Changing Minds chief executive Taimi Allan Photo: Supplied

"The idea is that you get to know this guy - as a family man, as an artist, as everything - but he's also able to explain what it's like to experience psychosis and get over it.

"So that you get over those myths that they're dangerous people or that there's violence associated or any of those sorts of things, and you get to understand more of the experience."

She said the beauty of virtual reality was the environment can change, so as he talked about nature being healing, the environment around the viewer changed from a rainforest to a beach.

Another aspect was the inclusion of virtual objects, like a koro stone, that the viewer can pick up in virtual reality. It can then be kept on a smartphone or printed out as a reminder.

Ms Allan said by talking to real people who had recovered from mental illness, others could get an idea of the enormous jigsaw-puzzle of things that they've put in place to help them get well and then stay well.

"Most people, when they become unwell, we have a very dominating medical model of practice."

She said family members often thought there was only one pathway to recovery.

"And that is hospitalisation, talking therapy if you're lucky, and medication."

However, that was often not a good way of approaching treatment.

"It's about arming the person themselves with the tools that they think will help them recover, not what we place on them as mental health services.

"So, some of those pieces that people might find really useful might be more spiritually based or might be more physically based or might be more health- or nutrition-based.

"But they also might be based in the medical model that we already use, so they might use talking therapy as one of the things that helps them, or medication.
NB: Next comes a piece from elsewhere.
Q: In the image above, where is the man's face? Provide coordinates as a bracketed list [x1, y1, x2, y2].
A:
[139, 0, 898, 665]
"It's not about us telling people what they need, it's about people being able to explore all the options that are out there and choose what's right for them."

Ms Allan said they were in the process of seeking funding.

She said the level of funding depended on whether they were able to run the project as an installation which would sit in the foyers of workplaces, conferences, festivals, symposiums and education days.

The alternative was to put it on an app known as Google Cardboard, which can be downloaded for a small fee.